The poorest farmers, to obviate the problem of not owning the table for rolling dough, preparing the pasta as if to the pizzoccheri, they took in their hands small pieces and gave the form of gnocchi with a spoon and then cooked and seasoned them as the pizzoccheri.

Ingredients (serves 4)

400 g of buckwheat flour
100 g of white flour
200 g of butter
250 g of cheese Valtellina Casera DOP
150 g of grated Parmesan cheese
200 g of cabbage
250 g of potatoes
a clove of garlic, pepper
pizzoccheri
Preparation:

Mix the flours, mix with water and work for about 5 minutes.
With a rolling pin roll the dough to a thickness of 2.3 millimeters, cut in strips of 7-8 centimeters. Overlap the strips and cut widthwise, getting noodles width of about 5 mm.

Cook the vegetables in salted water, the cabbage into small pieces and the potatoes into chunks, add the pizzoccheri after 5 minutes (the potatoes are always present, while the cabbage can be replaced, according to the seasons, with swiss chards or green beans).
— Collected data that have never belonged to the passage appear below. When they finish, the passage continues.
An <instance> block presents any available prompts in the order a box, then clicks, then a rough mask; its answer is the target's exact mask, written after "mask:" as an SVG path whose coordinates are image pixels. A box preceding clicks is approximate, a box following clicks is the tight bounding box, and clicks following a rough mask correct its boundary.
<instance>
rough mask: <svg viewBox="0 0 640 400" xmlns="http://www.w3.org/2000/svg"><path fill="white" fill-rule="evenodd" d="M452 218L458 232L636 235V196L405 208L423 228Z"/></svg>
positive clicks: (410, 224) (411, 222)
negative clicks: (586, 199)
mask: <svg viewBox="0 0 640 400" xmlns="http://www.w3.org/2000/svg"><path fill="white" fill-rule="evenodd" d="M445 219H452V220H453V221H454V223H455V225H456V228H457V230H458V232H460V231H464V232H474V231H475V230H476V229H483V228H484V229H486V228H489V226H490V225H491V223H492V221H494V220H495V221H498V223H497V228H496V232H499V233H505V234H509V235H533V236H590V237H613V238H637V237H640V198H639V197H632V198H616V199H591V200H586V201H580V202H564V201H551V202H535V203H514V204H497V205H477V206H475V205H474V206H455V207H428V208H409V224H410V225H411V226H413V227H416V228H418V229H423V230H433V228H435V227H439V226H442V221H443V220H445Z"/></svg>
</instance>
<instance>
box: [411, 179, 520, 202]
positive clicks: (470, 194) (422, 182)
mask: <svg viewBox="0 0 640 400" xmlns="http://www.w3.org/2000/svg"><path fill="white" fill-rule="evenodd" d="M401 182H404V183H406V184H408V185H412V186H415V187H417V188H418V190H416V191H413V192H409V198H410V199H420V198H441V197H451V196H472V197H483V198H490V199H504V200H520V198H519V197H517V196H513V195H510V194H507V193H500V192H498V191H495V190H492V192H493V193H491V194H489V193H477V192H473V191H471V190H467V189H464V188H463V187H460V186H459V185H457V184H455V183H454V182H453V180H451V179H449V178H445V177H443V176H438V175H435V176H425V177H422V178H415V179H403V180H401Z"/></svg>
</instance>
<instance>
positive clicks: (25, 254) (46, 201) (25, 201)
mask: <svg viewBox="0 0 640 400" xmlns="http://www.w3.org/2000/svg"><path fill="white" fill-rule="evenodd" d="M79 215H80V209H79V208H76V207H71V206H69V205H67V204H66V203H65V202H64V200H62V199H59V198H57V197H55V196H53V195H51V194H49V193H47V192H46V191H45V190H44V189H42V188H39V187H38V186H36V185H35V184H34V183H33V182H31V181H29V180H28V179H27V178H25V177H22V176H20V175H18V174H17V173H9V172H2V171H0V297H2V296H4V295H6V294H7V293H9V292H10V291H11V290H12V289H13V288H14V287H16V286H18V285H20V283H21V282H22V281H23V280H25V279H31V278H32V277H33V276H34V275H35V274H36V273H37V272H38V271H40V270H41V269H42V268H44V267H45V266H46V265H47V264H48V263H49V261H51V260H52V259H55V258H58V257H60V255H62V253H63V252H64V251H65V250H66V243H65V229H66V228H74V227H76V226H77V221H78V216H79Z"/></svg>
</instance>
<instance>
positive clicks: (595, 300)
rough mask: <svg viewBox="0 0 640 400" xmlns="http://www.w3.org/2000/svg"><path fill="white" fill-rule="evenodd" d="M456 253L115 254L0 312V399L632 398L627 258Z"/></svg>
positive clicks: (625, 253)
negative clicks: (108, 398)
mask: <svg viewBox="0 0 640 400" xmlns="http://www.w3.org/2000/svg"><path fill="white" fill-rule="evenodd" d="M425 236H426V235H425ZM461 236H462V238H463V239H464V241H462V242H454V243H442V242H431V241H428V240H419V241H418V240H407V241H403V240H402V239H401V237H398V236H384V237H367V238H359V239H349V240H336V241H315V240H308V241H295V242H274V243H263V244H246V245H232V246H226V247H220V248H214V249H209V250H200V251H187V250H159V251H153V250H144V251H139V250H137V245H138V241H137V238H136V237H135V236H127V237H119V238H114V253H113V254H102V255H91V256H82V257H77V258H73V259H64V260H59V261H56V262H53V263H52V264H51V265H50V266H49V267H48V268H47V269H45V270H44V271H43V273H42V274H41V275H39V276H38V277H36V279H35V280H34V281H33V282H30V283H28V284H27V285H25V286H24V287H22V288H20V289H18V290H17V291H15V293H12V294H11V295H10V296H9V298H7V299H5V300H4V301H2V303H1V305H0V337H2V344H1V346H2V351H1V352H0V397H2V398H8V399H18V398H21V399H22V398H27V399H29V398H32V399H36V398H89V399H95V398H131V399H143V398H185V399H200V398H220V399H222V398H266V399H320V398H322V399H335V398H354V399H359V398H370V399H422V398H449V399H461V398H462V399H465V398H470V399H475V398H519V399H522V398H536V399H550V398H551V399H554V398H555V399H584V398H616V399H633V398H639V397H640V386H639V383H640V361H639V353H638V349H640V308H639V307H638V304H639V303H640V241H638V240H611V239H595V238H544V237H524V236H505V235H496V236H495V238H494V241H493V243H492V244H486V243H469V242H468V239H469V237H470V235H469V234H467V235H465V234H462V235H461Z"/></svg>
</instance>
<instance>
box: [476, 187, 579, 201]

After ten minutes collect pizzoccheri with a slotted spoon and pour a part in a very hot pan, sprinkle with grated Parmesan cheese and Valtellina Casera DOP slices, proceed alternating pizzoccheri and cheese. Fry the butter with the garlic leaving browning well, before pouring on pizzoccheri. Serve the pizzoccheri very hot, without stirring, with a sprinkling of black pepper.